Recommended Workflow
- Validate the request against the skill boundary and confirm all required inputs are present.
- Select the documented execution path and prefer the simplest supported command or procedure.
- Produce the expected output using the documented file format, schema, or narrative structure.
- Run a final validation pass for completeness, consistency, and safety before returning the result.
Deterministic Output Rules
- Use the same section order for every supported request of this skill.
- Keep output field names stable and do not rename documented keys across examples.
- If a value is unavailable, emit an explicit placeholder instead of omitting the field.
Output Contract
- Return a structured deliverable that is directly usable without reformatting.
- If a file is produced, prefer a deterministic output name such as
pubmed_topic_recommend_result.md unless the skill documentation defines a better convention.
- Include a short validation summary describing what was checked, what assumptions were made, and any remaining limitations.
Validation and Safety Rules
- Validate required inputs before execution and stop early when mandatory fields or files are missing.
- Do not fabricate measurements, references, findings, or conclusions that are not supported by the provided source material.
- Emit a clear warning when credentials, privacy constraints, safety boundaries, or unsupported requests affect the result.

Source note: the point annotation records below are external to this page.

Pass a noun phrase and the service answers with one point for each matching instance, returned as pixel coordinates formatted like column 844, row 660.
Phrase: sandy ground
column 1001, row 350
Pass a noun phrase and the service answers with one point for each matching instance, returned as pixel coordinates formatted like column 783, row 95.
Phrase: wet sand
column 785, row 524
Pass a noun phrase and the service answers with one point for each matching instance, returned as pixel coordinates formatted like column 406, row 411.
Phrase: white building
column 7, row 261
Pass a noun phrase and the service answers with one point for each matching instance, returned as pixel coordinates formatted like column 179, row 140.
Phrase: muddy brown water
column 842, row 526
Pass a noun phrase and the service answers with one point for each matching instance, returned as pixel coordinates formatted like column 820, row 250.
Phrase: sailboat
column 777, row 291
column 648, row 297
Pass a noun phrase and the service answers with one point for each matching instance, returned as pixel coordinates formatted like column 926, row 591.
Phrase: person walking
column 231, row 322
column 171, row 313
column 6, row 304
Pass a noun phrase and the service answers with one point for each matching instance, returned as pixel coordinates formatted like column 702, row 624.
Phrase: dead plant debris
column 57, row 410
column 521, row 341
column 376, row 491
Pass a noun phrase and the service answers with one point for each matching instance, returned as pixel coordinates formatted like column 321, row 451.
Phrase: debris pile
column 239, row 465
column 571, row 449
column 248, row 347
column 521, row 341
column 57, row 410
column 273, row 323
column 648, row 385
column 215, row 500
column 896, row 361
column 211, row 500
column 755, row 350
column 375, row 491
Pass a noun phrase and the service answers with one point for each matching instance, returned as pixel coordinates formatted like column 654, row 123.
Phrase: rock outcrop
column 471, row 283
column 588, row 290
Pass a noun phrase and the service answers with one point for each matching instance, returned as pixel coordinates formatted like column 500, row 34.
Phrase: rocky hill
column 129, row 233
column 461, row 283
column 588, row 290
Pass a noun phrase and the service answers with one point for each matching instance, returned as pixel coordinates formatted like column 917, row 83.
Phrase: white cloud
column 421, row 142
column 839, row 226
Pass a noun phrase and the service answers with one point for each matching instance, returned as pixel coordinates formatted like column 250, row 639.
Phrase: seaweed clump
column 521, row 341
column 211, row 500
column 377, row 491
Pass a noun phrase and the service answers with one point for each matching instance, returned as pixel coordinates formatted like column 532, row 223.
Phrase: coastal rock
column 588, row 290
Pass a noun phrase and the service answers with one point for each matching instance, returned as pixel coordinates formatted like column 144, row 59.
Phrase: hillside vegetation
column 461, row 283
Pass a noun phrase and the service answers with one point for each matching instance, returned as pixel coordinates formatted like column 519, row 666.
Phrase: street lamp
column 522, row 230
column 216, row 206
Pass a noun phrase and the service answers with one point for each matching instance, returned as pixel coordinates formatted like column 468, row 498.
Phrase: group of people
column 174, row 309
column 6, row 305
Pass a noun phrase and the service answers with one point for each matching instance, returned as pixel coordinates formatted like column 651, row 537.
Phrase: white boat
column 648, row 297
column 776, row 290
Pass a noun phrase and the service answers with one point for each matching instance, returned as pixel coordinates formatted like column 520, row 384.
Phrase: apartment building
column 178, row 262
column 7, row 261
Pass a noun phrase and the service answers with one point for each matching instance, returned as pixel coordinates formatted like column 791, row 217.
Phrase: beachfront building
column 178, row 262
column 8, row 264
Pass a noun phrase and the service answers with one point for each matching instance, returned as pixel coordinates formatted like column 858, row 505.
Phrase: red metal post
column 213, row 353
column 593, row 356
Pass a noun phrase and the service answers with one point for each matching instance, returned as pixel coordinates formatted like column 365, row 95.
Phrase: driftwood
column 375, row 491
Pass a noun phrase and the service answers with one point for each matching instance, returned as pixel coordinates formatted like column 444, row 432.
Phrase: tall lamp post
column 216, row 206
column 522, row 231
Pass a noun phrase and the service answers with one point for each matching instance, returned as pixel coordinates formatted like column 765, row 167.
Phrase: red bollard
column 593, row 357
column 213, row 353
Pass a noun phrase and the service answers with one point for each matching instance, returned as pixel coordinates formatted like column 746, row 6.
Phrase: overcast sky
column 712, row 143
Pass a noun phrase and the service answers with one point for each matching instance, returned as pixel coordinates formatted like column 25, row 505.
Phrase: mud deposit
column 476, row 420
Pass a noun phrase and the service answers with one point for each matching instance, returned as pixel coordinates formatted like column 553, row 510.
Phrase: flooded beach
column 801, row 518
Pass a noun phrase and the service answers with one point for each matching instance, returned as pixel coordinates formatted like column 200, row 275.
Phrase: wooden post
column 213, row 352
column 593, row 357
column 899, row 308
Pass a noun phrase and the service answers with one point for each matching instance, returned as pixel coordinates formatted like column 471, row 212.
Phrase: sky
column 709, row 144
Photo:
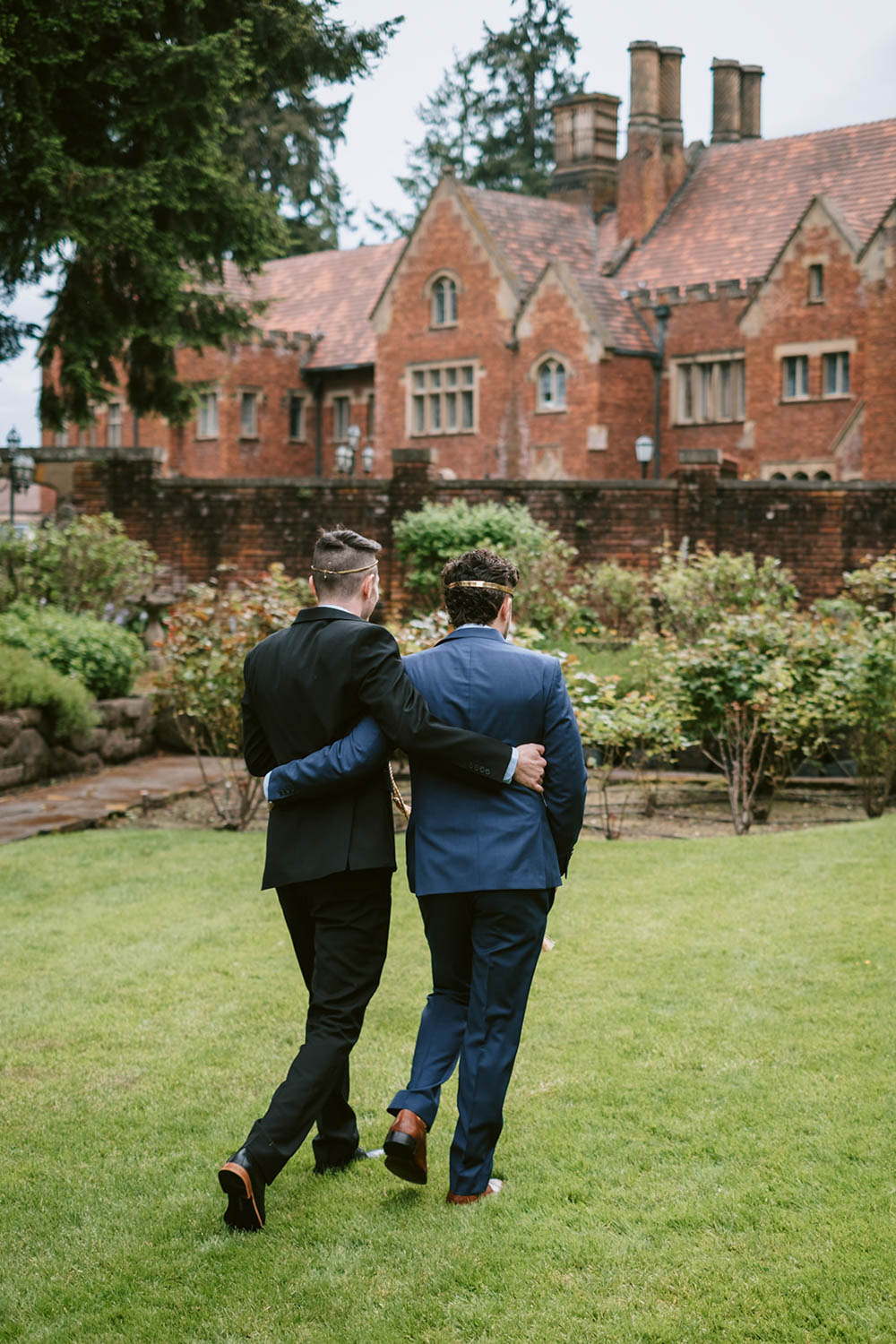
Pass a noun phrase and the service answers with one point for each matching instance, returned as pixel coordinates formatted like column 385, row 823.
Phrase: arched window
column 444, row 311
column 552, row 386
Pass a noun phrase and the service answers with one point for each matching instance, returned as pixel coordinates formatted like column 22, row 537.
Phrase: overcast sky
column 828, row 64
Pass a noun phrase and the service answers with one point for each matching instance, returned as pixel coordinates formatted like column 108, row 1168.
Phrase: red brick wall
column 271, row 366
column 818, row 530
column 446, row 241
column 794, row 432
column 879, row 430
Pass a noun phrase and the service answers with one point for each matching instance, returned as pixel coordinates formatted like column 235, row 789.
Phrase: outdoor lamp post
column 21, row 470
column 643, row 452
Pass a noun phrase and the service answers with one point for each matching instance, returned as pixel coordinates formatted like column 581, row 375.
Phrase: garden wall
column 30, row 752
column 818, row 529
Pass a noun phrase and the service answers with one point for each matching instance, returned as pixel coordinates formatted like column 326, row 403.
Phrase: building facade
column 734, row 303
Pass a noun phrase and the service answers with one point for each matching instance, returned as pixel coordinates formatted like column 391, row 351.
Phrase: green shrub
column 702, row 589
column 104, row 656
column 207, row 637
column 88, row 564
column 29, row 683
column 614, row 599
column 437, row 532
column 874, row 585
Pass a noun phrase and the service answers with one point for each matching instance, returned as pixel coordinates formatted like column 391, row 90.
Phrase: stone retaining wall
column 30, row 750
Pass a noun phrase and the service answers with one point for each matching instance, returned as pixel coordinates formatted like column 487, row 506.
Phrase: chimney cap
column 584, row 97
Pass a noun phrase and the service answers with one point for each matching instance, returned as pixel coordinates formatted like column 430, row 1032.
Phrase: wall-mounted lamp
column 643, row 452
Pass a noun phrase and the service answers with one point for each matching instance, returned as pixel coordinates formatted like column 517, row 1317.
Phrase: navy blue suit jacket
column 461, row 839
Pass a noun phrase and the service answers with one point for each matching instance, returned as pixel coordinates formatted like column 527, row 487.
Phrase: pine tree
column 490, row 117
column 142, row 142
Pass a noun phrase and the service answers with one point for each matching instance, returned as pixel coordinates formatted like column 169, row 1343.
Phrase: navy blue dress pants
column 484, row 946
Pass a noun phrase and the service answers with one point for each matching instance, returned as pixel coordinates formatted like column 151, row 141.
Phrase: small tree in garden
column 627, row 731
column 209, row 634
column 866, row 688
column 758, row 690
column 86, row 566
column 874, row 585
column 618, row 599
column 699, row 590
column 435, row 532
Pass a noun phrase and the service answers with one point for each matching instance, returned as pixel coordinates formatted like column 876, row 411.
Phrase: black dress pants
column 339, row 926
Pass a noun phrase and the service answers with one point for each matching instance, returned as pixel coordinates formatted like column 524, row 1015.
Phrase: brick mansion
column 734, row 303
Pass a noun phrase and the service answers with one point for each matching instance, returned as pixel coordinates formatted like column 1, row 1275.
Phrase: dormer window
column 444, row 303
column 552, row 386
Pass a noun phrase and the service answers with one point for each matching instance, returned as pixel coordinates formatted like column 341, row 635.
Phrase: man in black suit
column 332, row 860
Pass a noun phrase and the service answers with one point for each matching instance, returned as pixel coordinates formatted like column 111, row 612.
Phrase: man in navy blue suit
column 484, row 866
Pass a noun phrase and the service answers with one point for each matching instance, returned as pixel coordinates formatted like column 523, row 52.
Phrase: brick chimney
column 670, row 128
column 750, row 101
column 726, row 101
column 584, row 150
column 654, row 164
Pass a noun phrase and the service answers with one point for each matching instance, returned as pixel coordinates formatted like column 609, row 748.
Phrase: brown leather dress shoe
column 405, row 1147
column 245, row 1188
column 492, row 1188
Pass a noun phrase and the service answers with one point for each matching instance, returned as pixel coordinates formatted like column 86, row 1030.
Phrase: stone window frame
column 700, row 387
column 257, row 401
column 115, row 424
column 839, row 360
column 437, row 395
column 559, row 373
column 435, row 285
column 809, row 352
column 341, row 409
column 794, row 368
column 210, row 397
column 292, row 397
column 814, row 282
column 815, row 470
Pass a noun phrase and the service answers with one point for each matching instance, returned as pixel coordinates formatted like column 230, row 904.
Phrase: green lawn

- Keep the output safe, reproducible, and within the documented scope at all times.
Failure Handling
- If validation fails, explain the exact missing field, file, or parameter and show the minimum fix required.
- If an external dependency or script fails, surface the command path, likely cause, and the next recovery step.
- If partial output is returned, label it clearly and identify which checks could not be completed.
Completion Checklist
- Confirm all required inputs were present and valid.
- Confirm the supported execution path completed without unresolved errors.
- Confirm the final deliverable matches the documented format exactly.
- Confirm assumptions, limitations, and warnings are surfaced explicitly.
Quick Validation
Run this minimal verification path before full execution when possible:
python scripts/run_topic_recommendation.py --help
Expected output format:
Result file: pubmed_topic_recommend_result.md
Validation summary: PASS/FAIL with brief notes
Assumptions: explicit list if any
Scope Reminder
- Core purpose: Generate ~5 actionable research topic recommendations by querying PubMed E-utilities; use when a user provides a research direction/constraints and needs evidence-backed topic ideas quickly.